The pipeline flows: ingest → normalize → fingerprint → cluster → baseline compare → evidence assembly → explain / timeline / compare.


Running tests

Unit tests require no database:

make test-unit
# or
pytest tests/unit/

Integration tests require a running Postgres instance:

docker compose up postgres -d
make test-int
# or
pytest tests/integration/

All tests must pass before a pull request will be merged. If you are adding new functionality, add tests for it.


Code style

  • Python 3.11+
  • Type annotations on all function signatures
  • ruff for linting, black for formatting
make lint
make format

No hard rules on line length beyond what black enforces. Prefer explicit over clever. Avoid abstractions that exist only to save lines.

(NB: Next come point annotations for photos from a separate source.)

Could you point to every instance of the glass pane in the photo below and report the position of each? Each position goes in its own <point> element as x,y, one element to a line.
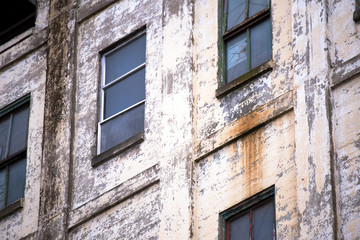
<point>260,43</point>
<point>2,187</point>
<point>236,57</point>
<point>236,13</point>
<point>4,130</point>
<point>239,228</point>
<point>16,184</point>
<point>125,93</point>
<point>19,131</point>
<point>122,127</point>
<point>125,59</point>
<point>263,217</point>
<point>256,6</point>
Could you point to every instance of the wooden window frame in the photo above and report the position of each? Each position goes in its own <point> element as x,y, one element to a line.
<point>5,163</point>
<point>225,35</point>
<point>136,138</point>
<point>244,207</point>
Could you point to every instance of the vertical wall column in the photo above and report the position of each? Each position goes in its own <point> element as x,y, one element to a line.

Areas where contributions are most useful

Normalization improvements

The normalization step (src/core/normalization/patterns.py) determines clustering quality. If you have real-world log formats that normalize poorly — producing too many clusters for the same error, or collapsing unrelated errors — a fix there has high leverage. Include before/after examples and a test in tests/unit/test_normalization.py.

Log source adapters

New adapters go in src/adapters/. Each adapter yields ParsedLogLine objects. The rest of the pipeline is fully source-agnostic. Useful adapters: Datadog, Loki, Kubernetes pod logs, CloudWatch.

Trigger patterns

New trigger event patterns go in TRIGGER_PATTERNS in src/core/normalization/patterns.py. A good trigger pattern is specific enough to avoid false positives and general enough to match common variants across log formats.

Bug fixes

Check the issue tracker. Bugs with a reproducing log sample are easiest to fix.


Submitting a pull request

  1. Fork the repository and create a branch from main
  2. Make your changes with tests
  3. Run make lint and make test-unit — both must pass
  4. Open a pull request with a clear description of what changed and why
  5. Reference any related issue

Pull requests that are purely cosmetic (reformatting with no functional change) will not be merged.

Keep pull requests focused. A PR that fixes a bug and adds an unrelated feature is harder to review and slower to merge than two separate PRs.


Commit messages

No strict format required. Be clear about what changed and why. One-line messages are fine for small changes. For anything non-trivial:

Short summary (under 72 chars)

Longer explanation of what changed and why, if not obvious from the
diff. Reference the issue number if applicable.

Questions

Open a GitHub issue with the question label. If it is a quick question about whether a contribution would be accepted before you invest time in it, that is a good use of an issue.